The applicants, in this case, are employed by H C Shaik Investments CC (Shaik). They applied to the Labour Court on an urgent basis to restore unilateral changes to their employment conditions until the dispute about whether Nampak is also their employer is determined at arbitration. The changes imposed by Shaik pertained to a relocation of the workplace, the imposition of short time, a reduction in staff per shift with a less than proportionate cut in minimum target rates. The arbitration, which is still pending, will determine whether the applicants are employed by Shaik or deemed to be employed by Nampak.
Shaik is engaged in tasks to check and remove any defective bottles produced by Nampak once the entire production process is complete, and after the goods have been sorted and packaged by a different service provider. The applicants allege that Shaik is a labour broker providing temporary employment services to Nampak and that the latter is their employer. This allegation is denied, Shaik and Nampak submit that the relationship is a commercial one governed by a service level agreement, where Shaik is the managed service provider to Nampak.
The object of the applicants’ urgent application to the Labour Court was for them to preserve their ability to engage in protected strike action against their true employer/employers where they claimed that there had been unilateral changes made to their terms and conditions of employment. Shaik is their current employer, but the applicants have alleged that Nampak is also their employer and until such time as the pending arbitration is determined, they could not be sure whether they had a right to impose a primary protected strike against Shaik and Nampak. Obviously, this was provided that such changes amounted to unilateral changes to terms and conditions of employment.

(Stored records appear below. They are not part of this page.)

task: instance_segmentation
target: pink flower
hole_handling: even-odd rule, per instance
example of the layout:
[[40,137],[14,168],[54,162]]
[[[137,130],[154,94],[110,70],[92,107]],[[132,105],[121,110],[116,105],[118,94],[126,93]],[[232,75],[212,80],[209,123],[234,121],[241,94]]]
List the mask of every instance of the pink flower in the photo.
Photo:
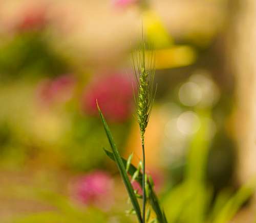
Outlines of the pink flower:
[[47,24],[46,9],[32,8],[23,12],[19,21],[14,26],[14,29],[18,31],[40,30]]
[[80,177],[75,184],[75,196],[84,204],[97,204],[110,194],[113,182],[110,175],[97,170]]
[[55,79],[42,81],[38,87],[38,95],[41,102],[51,104],[65,102],[74,94],[76,80],[71,75],[65,75]]
[[138,0],[114,0],[114,5],[118,7],[125,7],[138,2]]
[[96,100],[107,118],[116,121],[125,120],[130,116],[133,108],[130,80],[119,74],[95,80],[89,85],[83,96],[83,109],[89,114],[97,114]]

A primary strike against Nampak, so the applicants argued, would allow Nampak’s own employees to strike in support of the applicants’ demands that the unilateral changes to their conditions of employment be reversed. It is a well-established legal principle that not only the employees who are directly affected by strike demands made on an employer may take part in a protected strike. The applicants, in essence, wanted to interdict the changes to their conditions of employment in the meantime and only exercise their right to strike when they knew whether Nampak’s own employees could participate in the strike. If Nampak was also their employer, its own employees could also participate in the primary strike.
Regardless of whether Nampak is the deemed employer of the applicants, or if Shaik is found to be a labour broker, the Labour Court concluded that Nampak’s own workforce could participate in a secondary strike in support of a primary strike by the applicants against Shaik, provided, all the relevant procedural steps under sections 64(4) and 64(2) of the Labour Relations Act, No 66 of 1995 had been followed.
That said, the applicants’ urgent application for an interdict to prevent an alteration of their conditions of employment and to preserve the right to strike against the alleged true employer was dismissed on the basis that the applicants had a suitable, alternative remedy, namely possible protected secondary strike action.
The gravamen of this case is that if there is an inextricably close link between the work performed by the employees of a service provider and the operations of its client, a protected secondary strike could be possible.